82 Views Asked by At

I am working on webarchives, and extracting some data, initially i used to store this data as txt in my hdfs, but due it is massive size i will have to store the output in amazon s3 buckets, how can i achieve this? i have tried to use s3a connector but it throws me an error saying credentials are wrong. the size of the txt file is in TBs and is there anyway i can store it in hdfs as i was doing before and upload it to s3 and then delete from hdfs, or any other effective way of doing this?

for bucket in buckets[4:5]:
    filenames = get_bucket_warcs(bucket)
    print("==================================================")
    print(f"bucket: {bucket}, filenames: {len(filenames)}")
    print("==================================================")
    jsonld_count = sc.accumulator(0)
    records_count = sc.accumulator(0)
    exceptions_count = sc.accumulator(0)
    rdd_filenames = sc.parallelize(filenames, len(filenames))
    rdd_jsonld = rdd_filenames.flatMap(lambda f: get_jsonld_records(bucket, f))
    rdd_jsonld.saveAsTextFile(f"{hdfs_path}/webarchive-jsonld-{bucket}")

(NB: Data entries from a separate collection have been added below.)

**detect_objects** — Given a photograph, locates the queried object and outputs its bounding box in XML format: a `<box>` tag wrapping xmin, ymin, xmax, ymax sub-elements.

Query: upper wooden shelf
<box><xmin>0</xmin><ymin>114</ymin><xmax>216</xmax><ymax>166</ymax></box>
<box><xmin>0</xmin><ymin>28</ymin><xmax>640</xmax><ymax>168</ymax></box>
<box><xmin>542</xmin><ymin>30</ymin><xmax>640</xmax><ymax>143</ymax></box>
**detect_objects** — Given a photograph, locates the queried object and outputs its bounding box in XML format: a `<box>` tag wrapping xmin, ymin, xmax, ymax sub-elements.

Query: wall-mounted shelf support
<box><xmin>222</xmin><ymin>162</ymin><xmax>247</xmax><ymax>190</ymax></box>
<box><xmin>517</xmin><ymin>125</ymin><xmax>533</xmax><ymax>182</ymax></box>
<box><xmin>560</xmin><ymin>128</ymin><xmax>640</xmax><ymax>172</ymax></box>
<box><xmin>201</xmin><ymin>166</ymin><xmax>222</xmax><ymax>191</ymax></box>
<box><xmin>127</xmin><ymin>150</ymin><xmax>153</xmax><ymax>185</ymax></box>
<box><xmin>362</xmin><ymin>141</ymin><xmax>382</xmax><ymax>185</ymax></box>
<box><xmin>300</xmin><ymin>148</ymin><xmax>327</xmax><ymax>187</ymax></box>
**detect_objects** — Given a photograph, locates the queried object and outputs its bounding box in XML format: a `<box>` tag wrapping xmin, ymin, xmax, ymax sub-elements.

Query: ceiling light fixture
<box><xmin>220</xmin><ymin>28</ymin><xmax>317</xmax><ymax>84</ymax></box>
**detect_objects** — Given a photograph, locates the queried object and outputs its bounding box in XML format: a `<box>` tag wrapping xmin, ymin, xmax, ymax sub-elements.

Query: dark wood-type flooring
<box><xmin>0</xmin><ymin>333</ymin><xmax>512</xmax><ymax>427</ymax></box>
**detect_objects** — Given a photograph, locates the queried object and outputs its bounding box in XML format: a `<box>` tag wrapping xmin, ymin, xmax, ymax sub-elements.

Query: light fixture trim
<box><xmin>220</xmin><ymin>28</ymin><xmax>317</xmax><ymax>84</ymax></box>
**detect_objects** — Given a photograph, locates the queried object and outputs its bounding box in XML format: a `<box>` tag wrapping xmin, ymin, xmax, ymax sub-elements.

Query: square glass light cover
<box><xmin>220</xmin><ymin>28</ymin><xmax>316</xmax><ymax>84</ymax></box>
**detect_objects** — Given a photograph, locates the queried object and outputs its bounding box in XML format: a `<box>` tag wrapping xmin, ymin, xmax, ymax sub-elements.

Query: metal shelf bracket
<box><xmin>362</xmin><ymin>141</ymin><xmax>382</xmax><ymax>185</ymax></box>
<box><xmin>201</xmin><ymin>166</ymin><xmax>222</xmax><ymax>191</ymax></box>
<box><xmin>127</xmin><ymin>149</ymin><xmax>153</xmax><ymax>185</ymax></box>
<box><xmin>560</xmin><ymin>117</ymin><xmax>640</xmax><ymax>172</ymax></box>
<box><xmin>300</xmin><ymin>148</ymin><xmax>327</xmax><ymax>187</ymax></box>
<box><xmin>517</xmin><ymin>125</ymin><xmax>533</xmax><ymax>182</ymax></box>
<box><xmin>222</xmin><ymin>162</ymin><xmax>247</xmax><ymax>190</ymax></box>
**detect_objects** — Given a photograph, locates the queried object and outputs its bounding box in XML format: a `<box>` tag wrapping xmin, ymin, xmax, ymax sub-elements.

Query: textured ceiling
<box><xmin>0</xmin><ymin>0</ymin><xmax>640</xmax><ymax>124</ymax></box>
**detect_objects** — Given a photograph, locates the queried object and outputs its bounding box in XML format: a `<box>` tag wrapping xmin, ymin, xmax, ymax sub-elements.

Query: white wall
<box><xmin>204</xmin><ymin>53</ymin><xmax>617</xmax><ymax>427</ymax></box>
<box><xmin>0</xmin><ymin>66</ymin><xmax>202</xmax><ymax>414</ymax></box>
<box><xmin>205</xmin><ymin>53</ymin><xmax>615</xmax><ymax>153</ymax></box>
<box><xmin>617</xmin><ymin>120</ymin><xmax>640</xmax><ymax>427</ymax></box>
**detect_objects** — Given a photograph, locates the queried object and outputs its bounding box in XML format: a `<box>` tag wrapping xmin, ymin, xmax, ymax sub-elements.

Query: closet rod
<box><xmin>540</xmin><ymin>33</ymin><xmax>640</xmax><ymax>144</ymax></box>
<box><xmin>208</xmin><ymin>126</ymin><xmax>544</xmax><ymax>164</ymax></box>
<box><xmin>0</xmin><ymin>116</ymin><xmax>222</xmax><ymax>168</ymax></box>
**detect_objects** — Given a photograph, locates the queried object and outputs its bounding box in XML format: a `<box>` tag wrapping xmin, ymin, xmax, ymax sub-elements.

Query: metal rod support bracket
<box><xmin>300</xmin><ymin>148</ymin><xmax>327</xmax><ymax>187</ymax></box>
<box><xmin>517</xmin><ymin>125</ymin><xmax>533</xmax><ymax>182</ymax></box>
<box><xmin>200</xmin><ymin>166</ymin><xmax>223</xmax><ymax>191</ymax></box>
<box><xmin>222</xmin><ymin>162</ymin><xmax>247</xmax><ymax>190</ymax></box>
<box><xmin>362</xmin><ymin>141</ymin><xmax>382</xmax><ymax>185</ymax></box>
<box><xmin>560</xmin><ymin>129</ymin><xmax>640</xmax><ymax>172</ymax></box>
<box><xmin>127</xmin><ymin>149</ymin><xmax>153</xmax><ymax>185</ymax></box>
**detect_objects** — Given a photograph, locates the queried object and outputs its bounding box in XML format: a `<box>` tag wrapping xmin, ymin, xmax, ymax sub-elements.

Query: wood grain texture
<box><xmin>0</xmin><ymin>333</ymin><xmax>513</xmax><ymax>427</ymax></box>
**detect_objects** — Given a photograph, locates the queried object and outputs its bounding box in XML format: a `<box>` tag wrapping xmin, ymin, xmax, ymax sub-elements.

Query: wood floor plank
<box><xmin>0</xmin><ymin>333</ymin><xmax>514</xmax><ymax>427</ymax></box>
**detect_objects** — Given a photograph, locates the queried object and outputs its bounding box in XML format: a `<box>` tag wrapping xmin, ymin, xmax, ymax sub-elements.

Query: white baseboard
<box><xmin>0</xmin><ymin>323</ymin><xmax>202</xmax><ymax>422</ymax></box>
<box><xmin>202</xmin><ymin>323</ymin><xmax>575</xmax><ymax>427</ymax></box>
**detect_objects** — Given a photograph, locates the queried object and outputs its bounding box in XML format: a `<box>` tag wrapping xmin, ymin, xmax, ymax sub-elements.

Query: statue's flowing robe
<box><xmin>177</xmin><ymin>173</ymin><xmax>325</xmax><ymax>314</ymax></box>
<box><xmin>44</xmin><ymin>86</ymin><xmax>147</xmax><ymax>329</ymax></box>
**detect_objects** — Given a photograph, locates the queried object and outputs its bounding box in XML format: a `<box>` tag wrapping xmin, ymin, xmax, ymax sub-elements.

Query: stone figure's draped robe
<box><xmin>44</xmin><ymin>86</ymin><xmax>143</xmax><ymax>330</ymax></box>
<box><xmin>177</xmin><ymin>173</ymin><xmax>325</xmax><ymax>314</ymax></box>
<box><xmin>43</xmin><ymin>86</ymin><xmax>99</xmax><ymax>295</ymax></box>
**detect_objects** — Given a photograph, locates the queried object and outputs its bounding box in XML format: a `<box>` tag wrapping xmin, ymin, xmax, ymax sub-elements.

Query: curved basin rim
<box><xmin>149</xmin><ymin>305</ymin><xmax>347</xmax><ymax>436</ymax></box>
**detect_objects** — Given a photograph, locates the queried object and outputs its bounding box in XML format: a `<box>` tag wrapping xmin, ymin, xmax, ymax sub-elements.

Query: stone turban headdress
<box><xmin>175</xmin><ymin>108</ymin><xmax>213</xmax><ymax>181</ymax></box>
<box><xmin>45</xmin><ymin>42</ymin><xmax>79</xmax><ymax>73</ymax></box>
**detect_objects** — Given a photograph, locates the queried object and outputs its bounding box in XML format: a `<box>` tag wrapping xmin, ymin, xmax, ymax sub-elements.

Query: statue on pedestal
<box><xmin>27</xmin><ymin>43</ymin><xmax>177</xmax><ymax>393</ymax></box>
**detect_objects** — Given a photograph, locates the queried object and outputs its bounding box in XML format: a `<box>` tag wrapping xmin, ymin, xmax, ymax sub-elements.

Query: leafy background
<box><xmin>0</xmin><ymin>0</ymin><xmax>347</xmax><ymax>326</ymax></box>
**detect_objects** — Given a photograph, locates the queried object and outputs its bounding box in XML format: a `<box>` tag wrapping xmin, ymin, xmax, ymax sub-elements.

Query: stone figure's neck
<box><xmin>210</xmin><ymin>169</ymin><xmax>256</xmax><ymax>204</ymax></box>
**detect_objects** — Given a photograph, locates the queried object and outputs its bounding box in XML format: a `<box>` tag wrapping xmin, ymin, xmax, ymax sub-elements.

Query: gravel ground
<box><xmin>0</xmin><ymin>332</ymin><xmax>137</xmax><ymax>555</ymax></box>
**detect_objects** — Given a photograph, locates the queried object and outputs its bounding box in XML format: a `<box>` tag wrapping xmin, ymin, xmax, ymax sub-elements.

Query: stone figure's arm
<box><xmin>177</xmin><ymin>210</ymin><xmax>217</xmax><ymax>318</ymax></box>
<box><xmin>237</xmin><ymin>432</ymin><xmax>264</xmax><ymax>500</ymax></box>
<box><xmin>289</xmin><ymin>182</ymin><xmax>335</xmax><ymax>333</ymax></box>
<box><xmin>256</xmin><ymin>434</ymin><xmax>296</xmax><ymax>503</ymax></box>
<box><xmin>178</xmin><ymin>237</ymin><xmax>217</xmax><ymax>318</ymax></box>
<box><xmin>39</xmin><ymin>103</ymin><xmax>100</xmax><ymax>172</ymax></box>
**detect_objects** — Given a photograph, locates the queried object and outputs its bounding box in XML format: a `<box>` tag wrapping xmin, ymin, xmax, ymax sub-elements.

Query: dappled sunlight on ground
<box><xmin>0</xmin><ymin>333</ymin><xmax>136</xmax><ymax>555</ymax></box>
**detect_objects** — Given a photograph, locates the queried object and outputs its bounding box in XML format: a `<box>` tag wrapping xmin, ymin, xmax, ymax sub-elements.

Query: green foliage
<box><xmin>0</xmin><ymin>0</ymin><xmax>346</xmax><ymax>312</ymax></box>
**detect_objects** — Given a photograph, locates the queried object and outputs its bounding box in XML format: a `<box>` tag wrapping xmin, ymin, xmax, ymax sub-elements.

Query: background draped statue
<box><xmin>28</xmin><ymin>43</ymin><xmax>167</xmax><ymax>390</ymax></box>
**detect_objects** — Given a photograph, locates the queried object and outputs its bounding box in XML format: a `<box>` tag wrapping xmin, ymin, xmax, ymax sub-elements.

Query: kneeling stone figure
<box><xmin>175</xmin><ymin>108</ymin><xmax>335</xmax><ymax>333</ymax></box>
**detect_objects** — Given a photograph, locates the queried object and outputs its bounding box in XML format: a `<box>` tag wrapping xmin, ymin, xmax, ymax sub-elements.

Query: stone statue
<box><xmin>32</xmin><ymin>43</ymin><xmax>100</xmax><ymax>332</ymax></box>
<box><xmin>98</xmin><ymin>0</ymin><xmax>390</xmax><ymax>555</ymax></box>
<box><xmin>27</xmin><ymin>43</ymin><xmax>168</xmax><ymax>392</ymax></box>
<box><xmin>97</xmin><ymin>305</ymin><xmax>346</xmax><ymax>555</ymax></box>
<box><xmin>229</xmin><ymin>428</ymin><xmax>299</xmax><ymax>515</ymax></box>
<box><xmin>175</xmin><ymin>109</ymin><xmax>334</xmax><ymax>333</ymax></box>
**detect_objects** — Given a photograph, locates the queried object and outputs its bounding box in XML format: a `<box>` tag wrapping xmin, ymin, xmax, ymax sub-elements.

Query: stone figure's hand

    print(f"records processed: {records_count.value}", f"jsonld: {jsonld_count.value}", f"exceptions: {exceptions_count.value}")

    sc.stop()

this is my code and i would like to save rdd_jsonld in amazon s3 bucket.

1

There are 1 best solutions below

1
On

If the s3a connector is reporting that the credentials are wrong then either you haven't set up the credentials or you have configured the client to talk to the wrong public/private S3 store.

Look for the online documentation for the s3 connector (hadoop s3a or EMR s3) and read it, especially the sections on authentication and troubleshooting.